Friday, 23 June 2017

By Request: Gleneil

It was way back in January 2008 when I first featured Gleneil Roseman on this blog; as all of the old links are dead – and as one reader has asked for a re-up – I thought now would be an appropriate time to revisit his story and to reacquaint you with his bizarre oeuvre.

Hailing from Plainfield, New Jersey, Gleneil, a.k.a. Gleneil Roseman, released his peculiar album Cruise It in December 1985 on GRM Records. Cruise It features eight tracks, all seemingly self penned, and performed by Gleneil on bass, electric keyboards and vocals, George Reich on guitar and synth and Tom Curtis on acoustic guitar. Apparently GRM stands for Gleneil Roseman Music - a vanity project (stands to reason I guess) – and from that album I present for you the truly weird Cheapy Chappy and Ito, also issued as the B-side to the single Serious Joke, and the utterly bizarre instrumental Rockin' Chips which, unfortunately, I only had a less-than-perfect dub of that I’ve attempted to clean up for you.

The ridiculous Cruise It was Gleneil’s second album; his debut, Soothing, was issued (as GR 153031) in 1983. Soothing? As you can tell from these few cuts, Gleneil's music is anything but! In June 1985 Gleneil (as Gleneil Roseman) also released the single Reggae Danc’in Time (catalogue number Groover G 136, via his GRM Records imprint, listed in Billboard on June 1), a song not included on either of these albums.

Odd is not the word for Cheapy Chappy and Ito. Think Alvin and the Chipmunks doing Saturday night cabaret at a working men's club in the North of England, and you may be somewhere close. If that doesn’t work for you, how about the Lollipop Guild covering Dave and Ansell Collins’ Double Barrel? His drummer drops the beat, keyboards are reminiscent of Stephan Remmler's Casio noodling on the first two Trio albums, and Gleneil's voice sounds like he's just ingested a quart of helium. Anyone who has the patience to try and work out the entire lyrics gets a doughnut: ‘Wow! Like the Lineman from Wichita! Numbuddywumbuddy-moon-andagumbidy-groom-annalumbidymumbiddy-tune on a Wednesday!’

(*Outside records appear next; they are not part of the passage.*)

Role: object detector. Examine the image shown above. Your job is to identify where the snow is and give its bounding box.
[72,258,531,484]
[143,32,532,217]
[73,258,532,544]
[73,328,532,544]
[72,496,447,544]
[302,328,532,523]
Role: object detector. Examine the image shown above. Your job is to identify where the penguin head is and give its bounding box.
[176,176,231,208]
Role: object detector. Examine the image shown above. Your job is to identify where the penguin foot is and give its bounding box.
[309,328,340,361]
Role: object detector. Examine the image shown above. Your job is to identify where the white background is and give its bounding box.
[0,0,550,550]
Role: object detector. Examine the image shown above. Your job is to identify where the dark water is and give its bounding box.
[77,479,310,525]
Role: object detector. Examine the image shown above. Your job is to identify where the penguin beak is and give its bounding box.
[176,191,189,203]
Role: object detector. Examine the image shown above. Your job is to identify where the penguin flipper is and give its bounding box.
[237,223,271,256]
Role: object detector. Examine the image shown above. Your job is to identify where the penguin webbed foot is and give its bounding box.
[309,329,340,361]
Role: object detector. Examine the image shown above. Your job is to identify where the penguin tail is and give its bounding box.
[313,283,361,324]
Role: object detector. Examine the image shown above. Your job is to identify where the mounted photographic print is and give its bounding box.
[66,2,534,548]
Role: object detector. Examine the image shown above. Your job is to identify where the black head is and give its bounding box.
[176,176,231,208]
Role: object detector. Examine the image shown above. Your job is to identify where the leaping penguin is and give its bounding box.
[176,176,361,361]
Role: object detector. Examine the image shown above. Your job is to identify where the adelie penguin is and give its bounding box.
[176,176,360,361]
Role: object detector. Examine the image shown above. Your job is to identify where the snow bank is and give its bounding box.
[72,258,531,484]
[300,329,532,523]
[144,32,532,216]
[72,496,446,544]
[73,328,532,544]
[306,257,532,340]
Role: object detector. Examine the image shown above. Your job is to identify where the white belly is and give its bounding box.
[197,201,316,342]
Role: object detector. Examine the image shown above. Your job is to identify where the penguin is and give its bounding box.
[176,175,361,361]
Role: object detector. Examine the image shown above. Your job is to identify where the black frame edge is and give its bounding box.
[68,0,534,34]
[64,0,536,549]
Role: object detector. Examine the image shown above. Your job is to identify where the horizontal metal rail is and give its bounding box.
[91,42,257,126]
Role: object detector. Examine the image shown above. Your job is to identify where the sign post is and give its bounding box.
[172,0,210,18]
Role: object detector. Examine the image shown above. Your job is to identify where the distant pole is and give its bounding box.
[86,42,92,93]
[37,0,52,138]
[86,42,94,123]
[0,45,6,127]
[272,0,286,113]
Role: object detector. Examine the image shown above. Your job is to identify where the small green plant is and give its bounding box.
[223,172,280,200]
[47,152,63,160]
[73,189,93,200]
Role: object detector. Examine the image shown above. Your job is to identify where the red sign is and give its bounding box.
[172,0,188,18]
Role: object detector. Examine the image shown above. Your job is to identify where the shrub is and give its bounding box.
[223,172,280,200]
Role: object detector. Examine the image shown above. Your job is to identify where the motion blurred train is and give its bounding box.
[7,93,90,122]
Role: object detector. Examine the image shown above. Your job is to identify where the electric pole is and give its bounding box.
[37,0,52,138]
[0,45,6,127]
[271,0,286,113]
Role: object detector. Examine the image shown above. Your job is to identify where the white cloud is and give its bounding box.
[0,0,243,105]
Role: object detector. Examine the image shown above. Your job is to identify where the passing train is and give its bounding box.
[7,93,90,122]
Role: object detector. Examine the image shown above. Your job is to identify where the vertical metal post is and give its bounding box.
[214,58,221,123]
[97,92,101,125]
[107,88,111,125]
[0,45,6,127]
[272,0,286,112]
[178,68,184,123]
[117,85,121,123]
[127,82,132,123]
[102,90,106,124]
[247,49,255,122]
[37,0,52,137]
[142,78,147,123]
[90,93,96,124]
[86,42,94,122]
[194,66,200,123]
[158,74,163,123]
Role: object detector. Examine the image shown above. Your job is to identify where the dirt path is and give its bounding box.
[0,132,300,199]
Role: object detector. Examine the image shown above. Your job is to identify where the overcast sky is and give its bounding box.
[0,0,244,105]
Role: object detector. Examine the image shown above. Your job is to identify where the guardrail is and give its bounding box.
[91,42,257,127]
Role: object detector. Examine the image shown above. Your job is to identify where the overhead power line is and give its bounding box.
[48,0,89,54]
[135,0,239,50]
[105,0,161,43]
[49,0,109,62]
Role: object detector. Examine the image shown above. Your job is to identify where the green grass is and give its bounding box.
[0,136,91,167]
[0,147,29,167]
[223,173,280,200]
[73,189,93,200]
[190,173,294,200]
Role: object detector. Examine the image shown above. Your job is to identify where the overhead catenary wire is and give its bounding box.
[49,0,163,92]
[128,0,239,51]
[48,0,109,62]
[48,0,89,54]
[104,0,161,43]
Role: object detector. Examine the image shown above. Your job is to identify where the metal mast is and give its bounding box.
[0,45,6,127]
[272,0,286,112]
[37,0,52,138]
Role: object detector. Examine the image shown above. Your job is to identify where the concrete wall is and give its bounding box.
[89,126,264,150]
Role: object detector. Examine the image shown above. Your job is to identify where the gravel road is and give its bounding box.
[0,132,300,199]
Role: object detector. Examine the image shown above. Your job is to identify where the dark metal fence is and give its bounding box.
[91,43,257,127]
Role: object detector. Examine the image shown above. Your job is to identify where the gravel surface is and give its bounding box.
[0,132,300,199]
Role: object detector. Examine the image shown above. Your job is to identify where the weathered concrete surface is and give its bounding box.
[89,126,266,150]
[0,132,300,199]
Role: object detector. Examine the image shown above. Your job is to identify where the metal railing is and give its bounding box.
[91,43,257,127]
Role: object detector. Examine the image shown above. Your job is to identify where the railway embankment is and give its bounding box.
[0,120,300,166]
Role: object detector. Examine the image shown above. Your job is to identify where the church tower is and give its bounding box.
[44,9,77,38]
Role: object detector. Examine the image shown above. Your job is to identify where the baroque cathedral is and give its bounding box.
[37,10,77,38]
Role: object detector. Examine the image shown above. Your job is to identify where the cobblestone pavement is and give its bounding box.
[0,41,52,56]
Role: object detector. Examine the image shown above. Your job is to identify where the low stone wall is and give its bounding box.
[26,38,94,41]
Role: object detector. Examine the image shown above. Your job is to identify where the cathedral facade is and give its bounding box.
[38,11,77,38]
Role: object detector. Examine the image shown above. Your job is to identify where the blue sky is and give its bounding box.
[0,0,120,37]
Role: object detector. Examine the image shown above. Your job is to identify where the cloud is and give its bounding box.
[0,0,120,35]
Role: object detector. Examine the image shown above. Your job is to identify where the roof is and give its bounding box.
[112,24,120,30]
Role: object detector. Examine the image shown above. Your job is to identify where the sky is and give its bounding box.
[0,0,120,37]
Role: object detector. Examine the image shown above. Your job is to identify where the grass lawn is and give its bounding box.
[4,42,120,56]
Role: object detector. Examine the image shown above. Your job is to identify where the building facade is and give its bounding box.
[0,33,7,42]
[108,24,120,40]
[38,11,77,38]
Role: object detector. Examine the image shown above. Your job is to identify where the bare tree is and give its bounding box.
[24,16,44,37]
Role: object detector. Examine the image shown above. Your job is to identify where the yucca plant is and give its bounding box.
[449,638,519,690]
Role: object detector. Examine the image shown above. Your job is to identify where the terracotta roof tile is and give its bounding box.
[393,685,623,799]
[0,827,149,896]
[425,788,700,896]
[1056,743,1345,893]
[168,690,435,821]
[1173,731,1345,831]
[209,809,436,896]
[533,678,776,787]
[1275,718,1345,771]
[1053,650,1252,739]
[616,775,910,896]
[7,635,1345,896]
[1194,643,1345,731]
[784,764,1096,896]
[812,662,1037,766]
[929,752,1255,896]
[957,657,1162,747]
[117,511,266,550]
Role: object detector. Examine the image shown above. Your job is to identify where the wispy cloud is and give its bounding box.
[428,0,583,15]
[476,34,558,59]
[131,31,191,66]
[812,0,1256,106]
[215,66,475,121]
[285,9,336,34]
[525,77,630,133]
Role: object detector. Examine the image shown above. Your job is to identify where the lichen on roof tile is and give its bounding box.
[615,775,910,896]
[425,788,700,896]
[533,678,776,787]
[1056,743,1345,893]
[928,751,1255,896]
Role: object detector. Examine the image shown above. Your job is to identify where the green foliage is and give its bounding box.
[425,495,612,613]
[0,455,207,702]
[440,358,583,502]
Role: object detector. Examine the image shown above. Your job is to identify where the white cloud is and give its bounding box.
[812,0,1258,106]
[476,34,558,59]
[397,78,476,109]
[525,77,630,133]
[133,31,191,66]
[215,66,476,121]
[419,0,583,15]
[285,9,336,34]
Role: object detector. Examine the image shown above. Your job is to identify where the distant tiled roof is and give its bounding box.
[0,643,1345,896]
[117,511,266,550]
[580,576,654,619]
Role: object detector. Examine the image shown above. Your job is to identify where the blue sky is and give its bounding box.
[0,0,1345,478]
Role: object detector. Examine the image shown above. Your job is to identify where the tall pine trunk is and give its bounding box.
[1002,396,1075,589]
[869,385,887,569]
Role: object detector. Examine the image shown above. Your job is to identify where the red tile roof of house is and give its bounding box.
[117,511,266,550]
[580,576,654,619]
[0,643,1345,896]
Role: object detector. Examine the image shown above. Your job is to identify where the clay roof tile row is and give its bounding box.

I’ve made various stabs at discovering more on this man's brilliant career over the last decade, but I’m sad to say that so far I've managed to uncover precious little more info on our hero than I am able to present here. Tracking him down hasn’t been helped by the fact that Gleneil Roseman is a pseudonym: when I first wrote about him one WWR reader, Graham Clayton, suggested that his real name is Glen M. Campbell, and that he was born in 1946. A search of various copyright databases proved this to be the case: Glen M. Campbell is listed as the copyright claimant on a number of Gleneil’s compositions (although I wonder if that should be Glen N. [as in Neil] Campbell), including all eight tracks on Soothing, plus Serious Joke, Cruise It and others. Just to confuse the issue further in 1988 he recorded a series of singularly uninspired instrumental cuts under the name Gleneil Lovel, issuing the album Midnight Moods (GRM 103135) and the 45 Quiet is the Storm/Rosita (my copy is pictured here; I haven’t put the tracks up as they’re just plain boring, like Kenny G on Ritalin). He also used the pseudonym Rhythm Line Ito on the same album.

Needless to say, copies of Cruise It - when they are offered for sale - can be very expensive: there's a copy currently on Discogs for 100 Euro if you're interested. If anyone has any further sound clips - or if they know of any other Gleneil releases - please do get in touch.

Here is a short clip of the single A-side Serious Joke (sadly edited; I have yet to track down the whole ting) plus Cheapy Chappy and Ito and Rockin’ Chips.



  1. Awww, poor Ito...he never got a chance to do his part in the song! LOL

  2. I think I have worked out the reference to Wichita Lineman in "Cheeky, Chappy & Ito". Wichita Lineman was a hit song for Glen Campbell. What is Gleneil's real name - Glen Campbell!